A Fernando le llamó la atención; pero estaba más impresionado por el sepulcro, que le parecía una concepción de lo más genial y valiente.

La cara del muerto, que no podía verse más que de perfil, producía verdadera angustia. Estaba, indudablemente, sacada de un vaciado hecho en el cadáver; tenía la nariz curva y delgada; el labio superior, hinchado; el inferior, hundido; el párpado cubría a medias el ojo, que daba la sensación de ser vidrioso.

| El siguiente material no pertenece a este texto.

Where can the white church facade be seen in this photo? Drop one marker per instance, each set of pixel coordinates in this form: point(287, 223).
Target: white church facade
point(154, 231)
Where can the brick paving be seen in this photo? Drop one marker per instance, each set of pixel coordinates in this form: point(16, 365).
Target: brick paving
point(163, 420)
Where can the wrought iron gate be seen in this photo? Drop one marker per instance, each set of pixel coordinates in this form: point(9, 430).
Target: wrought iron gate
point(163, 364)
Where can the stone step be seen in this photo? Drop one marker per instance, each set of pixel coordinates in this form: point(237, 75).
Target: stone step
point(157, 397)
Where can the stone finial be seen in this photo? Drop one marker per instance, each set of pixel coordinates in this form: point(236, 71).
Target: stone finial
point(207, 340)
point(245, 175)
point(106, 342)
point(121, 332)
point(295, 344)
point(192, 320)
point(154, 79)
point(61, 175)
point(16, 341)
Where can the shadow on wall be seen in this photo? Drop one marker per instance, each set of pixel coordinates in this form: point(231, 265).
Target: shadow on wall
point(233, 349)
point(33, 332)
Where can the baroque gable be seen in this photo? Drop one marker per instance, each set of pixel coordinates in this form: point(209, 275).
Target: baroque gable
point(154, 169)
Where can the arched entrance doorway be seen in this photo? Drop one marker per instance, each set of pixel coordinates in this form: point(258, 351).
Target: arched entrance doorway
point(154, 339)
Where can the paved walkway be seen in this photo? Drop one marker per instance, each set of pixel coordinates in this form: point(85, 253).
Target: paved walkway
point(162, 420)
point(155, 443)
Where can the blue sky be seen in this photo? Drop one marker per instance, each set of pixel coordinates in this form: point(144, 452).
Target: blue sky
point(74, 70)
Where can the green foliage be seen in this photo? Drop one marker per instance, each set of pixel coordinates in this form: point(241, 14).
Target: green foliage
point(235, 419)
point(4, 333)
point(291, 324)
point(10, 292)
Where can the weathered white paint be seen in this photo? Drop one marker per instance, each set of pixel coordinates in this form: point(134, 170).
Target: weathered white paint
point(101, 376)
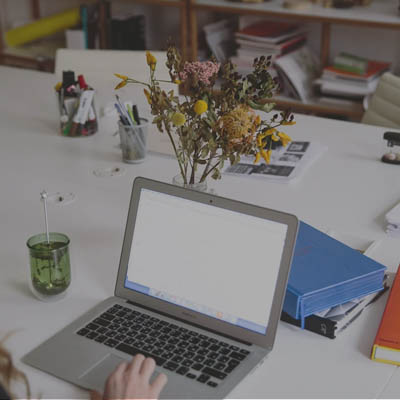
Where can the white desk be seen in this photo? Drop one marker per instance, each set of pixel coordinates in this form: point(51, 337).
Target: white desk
point(348, 190)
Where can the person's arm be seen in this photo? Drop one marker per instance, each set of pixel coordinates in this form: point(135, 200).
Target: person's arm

La hermana de la Caridad se le acercó, y con acento francés le dijo: «Es el sepulcro del cardenal Tavera. Ahí está el retrato del mismo, hecho por el Greco.»

Fernando entró en el presbiterio.

Al lado derecho del altar mayor estaba: era un marco pequeño que encerraba un espectro, de expresión terrible, de color terroso, de frente estrecha, pómulos salientes, mandíbula afilada y prognata. Vestía muceta roja, manga blanca debajo; la mano derecha, extendida junto al birrete cardenalicio; la izquierda, apoyada despóticamente en un libro. Salió Fernando de la iglesia y se sentó en un banco del paseo. El sol salía del seno de las nubes, que lo ocultaban.

Veíase la ciudad destacarse lentamente sobre la colina en el azul puro del cielo, con sus torres, sus campanarios, sus cúpulas, sus largos y blancos lienzos de pared de los conventos, llenos de celosías, sus tejados rojizos, todo calcinado, dorado por el sol de los siglos y de los siglos; parecía una ciudad de cristal en aquella atmósfera tan limpia y pura. Fernando soñaba y oía el campaneo de las iglesias que llamaban a misa.

El sol ascendía en el cielo; las ventanas de las casas parecían llenarse de llamas. Toledo se destacó en el cielo lleno de nubes incendiadas…, las colinas amarillearon y se doraron, las lápidas del antiguo camposanto lanzaron destellos al sol… Volvió Fernando hacia el pueblo, pasó por la puerta Visagra y después por la del Sol. Desde la cuesta del Miradero se veía la línea valiente formada por la iglesia mudéjar de Santiago del Arrabal, dorada por el sol; luego, la puerta Visagra, con sus dos torres, y al último, el hospital de Afuera.